Isomap is another dimensionality reduction tool that promises to preserve the higher-dimensional shape of your data cloud better than SVD.

isomap = Isomap(n_components=2)

isomap_transformed = isomap.fit_transform(corpus_mat.toarray())

pyplot.scatter(isomap_transformed[:,0], isomap_transformed[:,1])
pyplot.scatter(numpy.median(isomap_transformed[:,0]), numpy.median(isomap_transformed[:,1]), color='red')

<matplotlib.collections.PathCollection at 0x37bc4910>


Outlying Group of Articles with 1st Component > 400

Let us focus on the group of articles on the right in the above plot.

indeces = numpy.where(isomap_transformed[:,0]>450)
print indeces
for index in indeces[0]:
print 'http://www.plosbiology.org/article/info:doi/%s' % dois[index]

(array([ 388,  397,  486,  521,  676,  949, 1087, 1109, 1221, 1325, 1427]),)


Clicking through these, we realize that most of these articles deal with neurobiological topics again - except for articles on insulin resistance and B cell lymphomas.
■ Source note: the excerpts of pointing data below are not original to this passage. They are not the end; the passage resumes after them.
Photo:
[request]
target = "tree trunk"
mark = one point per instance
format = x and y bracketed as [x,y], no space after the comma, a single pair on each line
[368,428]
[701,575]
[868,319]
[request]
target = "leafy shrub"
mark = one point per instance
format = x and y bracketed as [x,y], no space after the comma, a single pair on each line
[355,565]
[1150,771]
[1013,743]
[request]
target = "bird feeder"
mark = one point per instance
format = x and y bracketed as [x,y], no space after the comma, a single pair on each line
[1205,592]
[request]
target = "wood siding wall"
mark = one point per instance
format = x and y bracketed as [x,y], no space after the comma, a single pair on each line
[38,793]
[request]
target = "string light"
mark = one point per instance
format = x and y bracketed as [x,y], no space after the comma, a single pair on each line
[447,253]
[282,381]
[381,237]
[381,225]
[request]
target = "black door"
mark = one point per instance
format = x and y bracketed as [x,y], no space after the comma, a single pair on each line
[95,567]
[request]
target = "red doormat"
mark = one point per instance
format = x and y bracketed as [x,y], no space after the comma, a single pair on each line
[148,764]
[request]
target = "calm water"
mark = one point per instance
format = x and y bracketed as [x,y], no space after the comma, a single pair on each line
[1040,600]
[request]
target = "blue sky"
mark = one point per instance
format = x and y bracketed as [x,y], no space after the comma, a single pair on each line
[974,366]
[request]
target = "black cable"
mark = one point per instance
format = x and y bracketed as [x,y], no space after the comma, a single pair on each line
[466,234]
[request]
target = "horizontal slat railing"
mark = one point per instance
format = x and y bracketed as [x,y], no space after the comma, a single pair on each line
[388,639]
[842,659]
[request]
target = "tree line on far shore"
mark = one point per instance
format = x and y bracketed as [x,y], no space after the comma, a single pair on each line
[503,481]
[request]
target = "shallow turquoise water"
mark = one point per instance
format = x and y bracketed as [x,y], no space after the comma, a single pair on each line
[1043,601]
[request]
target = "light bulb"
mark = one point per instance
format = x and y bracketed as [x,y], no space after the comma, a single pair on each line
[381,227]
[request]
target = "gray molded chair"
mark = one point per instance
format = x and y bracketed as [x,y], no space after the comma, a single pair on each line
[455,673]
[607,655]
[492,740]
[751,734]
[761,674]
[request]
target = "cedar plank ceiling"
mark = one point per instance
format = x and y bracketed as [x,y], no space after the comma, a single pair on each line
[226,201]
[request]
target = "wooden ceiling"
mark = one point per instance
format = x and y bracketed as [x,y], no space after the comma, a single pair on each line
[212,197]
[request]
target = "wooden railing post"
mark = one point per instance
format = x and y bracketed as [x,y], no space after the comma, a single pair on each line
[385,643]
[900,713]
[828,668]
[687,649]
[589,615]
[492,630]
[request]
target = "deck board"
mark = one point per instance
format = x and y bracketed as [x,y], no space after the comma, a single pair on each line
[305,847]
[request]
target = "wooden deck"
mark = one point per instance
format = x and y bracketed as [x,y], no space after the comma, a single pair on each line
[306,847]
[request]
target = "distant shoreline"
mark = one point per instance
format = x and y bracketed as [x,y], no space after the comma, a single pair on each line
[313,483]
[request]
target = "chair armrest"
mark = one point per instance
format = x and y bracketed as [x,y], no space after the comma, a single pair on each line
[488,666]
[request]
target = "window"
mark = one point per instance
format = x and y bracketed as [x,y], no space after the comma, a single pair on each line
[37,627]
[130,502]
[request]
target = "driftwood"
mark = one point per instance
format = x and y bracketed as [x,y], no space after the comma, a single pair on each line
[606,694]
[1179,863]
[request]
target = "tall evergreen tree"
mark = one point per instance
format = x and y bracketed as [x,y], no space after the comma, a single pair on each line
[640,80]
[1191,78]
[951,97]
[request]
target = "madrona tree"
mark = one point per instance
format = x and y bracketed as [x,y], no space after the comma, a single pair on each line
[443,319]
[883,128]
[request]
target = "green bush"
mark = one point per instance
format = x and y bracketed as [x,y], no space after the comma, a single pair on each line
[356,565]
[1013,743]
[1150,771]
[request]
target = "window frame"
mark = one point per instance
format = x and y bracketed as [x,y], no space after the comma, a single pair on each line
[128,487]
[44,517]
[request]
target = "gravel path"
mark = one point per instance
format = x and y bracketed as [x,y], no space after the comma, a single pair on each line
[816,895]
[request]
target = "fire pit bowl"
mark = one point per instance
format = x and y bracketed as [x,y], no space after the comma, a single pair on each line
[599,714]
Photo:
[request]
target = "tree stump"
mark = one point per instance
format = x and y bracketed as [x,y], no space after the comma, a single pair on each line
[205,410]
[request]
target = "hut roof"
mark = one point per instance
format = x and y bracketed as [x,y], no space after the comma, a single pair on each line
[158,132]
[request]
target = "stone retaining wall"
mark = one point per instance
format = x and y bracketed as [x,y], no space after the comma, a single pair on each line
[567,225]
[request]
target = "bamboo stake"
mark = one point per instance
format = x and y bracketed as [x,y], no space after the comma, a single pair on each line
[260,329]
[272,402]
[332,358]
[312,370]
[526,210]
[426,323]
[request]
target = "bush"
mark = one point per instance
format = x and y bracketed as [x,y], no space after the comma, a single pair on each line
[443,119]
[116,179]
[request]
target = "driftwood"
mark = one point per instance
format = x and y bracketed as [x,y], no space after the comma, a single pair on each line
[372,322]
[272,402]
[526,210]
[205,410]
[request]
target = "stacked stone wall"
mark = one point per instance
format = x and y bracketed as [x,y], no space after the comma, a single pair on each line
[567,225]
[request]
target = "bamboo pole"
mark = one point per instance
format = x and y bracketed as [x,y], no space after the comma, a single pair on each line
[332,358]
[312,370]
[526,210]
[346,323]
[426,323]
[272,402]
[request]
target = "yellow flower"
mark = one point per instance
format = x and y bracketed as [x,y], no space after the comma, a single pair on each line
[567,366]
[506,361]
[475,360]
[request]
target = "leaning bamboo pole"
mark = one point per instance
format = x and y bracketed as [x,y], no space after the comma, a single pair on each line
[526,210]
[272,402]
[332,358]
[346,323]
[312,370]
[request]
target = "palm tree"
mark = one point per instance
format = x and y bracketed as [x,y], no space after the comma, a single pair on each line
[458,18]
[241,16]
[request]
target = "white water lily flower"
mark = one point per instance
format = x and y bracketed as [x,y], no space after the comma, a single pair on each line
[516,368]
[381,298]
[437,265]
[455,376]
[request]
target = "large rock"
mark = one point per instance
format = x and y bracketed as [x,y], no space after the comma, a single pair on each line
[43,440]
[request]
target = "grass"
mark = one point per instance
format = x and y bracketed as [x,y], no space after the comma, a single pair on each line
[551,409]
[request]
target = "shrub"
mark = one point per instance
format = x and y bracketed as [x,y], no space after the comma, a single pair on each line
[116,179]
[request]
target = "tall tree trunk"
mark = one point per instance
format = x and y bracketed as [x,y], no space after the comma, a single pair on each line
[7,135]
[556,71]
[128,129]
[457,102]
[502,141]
Two Articles in the Top Left Corner

indeces = numpy.where((isomap_transformed[:,0]<-100) & (isomap_transformed[:,1]>600))
print indeces
for index in indeces[0]:
print 'http://www.plosbiology.org/article/info:doi/%s' % dois[index]

(array([  35, 1074]),)


Also these two outliers deal with neurobiological topics.

One Article Center Top

indeces = numpy.where((isomap_transformed[:,0]>100) & (isomap_transformed[:,1]>600))
print indeces
for index in indeces[0]:
print 'http://www.plosbiology.org/article/info:doi/%s' % dois[index]

(array([421]),)


And again an article about a neurobiological topic.

Articles Near the Median

median = (numpy.median(isomap_transformed[:,0]), numpy.median(isomap_transformed[:,1]))
print median

(-22.134749426543411, -4.3751913714736927)

distances = numpy.asarray([numpy.linalg.norm(vec) for vec in isomap_transformed-median])
near_median = numpy.where(distances<2)
print near_median

(array([  49,  323,  350,  772,  773,  889,  908,  960, 1038, 1158, 1285,
1309, 1321, 1530]),)

for index in near_median[0]:
print 'http://www.plosbiology.org/article/info:doi/%s' % dois[index]


Articles near the median discuss topics such as stochastic gene expression, DNA transcription and repair, metabolic symbiosis, T cell differentiation, chromatin, an RNAi screen for cytokinesis inhibitors, and a study on p53.